Domain Knowledge
Domain knowledge lets you build a searchable corpus from your own documents. The agent uses local vector embeddings to find relevant chunks and synthesise answers — no data leaves your machine.
Domain knowledge is disabled by default. Enable it explicitly:
{
"knowledge": { "enabled": true }
}
How It Works
Your documents
│
▼
Chunking (512 tokens, 64 overlap)
│
▼
Embedding (nomic-embed-text-v1.5, local ONNX)
│
▼
sqlite-vec (vec0 virtual table in reeboot.db)
│
▼
FTS5 full-text index (in reeboot.db)
│
▼
Agent tools: knowledge_search, knowledge_ingest, knowledge_lint
The embedding model downloads once on first use and is cached locally. No API key or internet connection is required after that.
Document Tiers
| Tier | Path | Purpose |
|---|---|---|
template | ~/.reeboot/knowledge/raw/template/ | Pre-packaged knowledge shipped with agent profiles |
owner | ~/.reeboot/knowledge/raw/owner/ | Documents you add (PDFs, Markdown, text files) |
Both tiers feed the same vector index. The source_tier field on every chunk tells the agent where a piece of knowledge came from.
Ingesting Documents
Drop files into ~/.reeboot/knowledge/raw/owner/ — reeboot watches this directory and ingests new files automatically.

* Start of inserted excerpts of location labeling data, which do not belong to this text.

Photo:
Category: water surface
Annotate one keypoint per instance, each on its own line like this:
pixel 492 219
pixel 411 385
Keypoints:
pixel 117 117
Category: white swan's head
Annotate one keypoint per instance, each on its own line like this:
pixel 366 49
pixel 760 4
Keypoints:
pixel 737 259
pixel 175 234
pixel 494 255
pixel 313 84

Or ask the agent directly:
Ingest this document: [paste content or file path]
Supported formats: plain text, Markdown, PDF.
Wiki Synthesis Mode
Wiki synthesis is an optional layer on top of RAG. When enabled, the agent maintains a set of Markdown pages in ~/.reeboot/knowledge/wiki/ that synthesise knowledge across documents — cross-referencing, resolving contradictions, and building a structured knowledge base.
Enable it:
{
"knowledge": {
"enabled": true,
"wiki": { "enabled": true }
}
}
Tradeoffs: wiki synthesis adds LLM processing at ingest time, carries a risk of hallucination contamination (synthesised cross-references can look authoritative), and requires more storage. For most use cases, pure RAG mode (wiki disabled) is recommended.
Agent Tools
| Tool | What it does |
|---|---|
knowledge_search | Vector + FTS5 search over the corpus |
knowledge_ingest | Ingest a document into the corpus |
knowledge_lint | Check for orphaned pages, stale claims, contradictions |
Configuration Reference
| Field | Type | Default | Description |
|---|---|---|---|
knowledge.enabled | boolean | false | Enable domain knowledge. When false, no vector index or FTS5 table is created. |
knowledge.embeddingModel | string | "nomic-ai/nomic-embed-text-v1.5" | Local ONNX model for embeddings. 8192-token context, no API key needed. |
knowledge.dimensions | number | 768 | Embedding vector dimensions. Must match the model. |
knowledge.chunkSize | number | 512 | Token chunk size for document splitting. |
knowledge.chunkOverlap | number | 64 | Overlap in tokens between consecutive chunks. |
knowledge.wiki.enabled | boolean | false | Enable wiki synthesis mode. |
knowledge.wiki.lint.schedule | string | "0 9 * * 1" | Cron schedule for wiki lint. Default: 9 AM every Monday. |
Developer Notes
- Vector storage uses sqlite-vec (
vec0virtual table). sqlite-vec is pre-v1 but Mozilla-backed and production-tested. - Auxiliary columns in sqlite-vec are declared as
TEXT, notINTEGER, due to a known type-binding limitation in better-sqlite3. Integer values are stored as strings and parsed on retrieval. - Wiki content lives as Markdown files (filesystem); metadata is mirrored in the
wiki_pagesSQLite table. Files are the source of truth.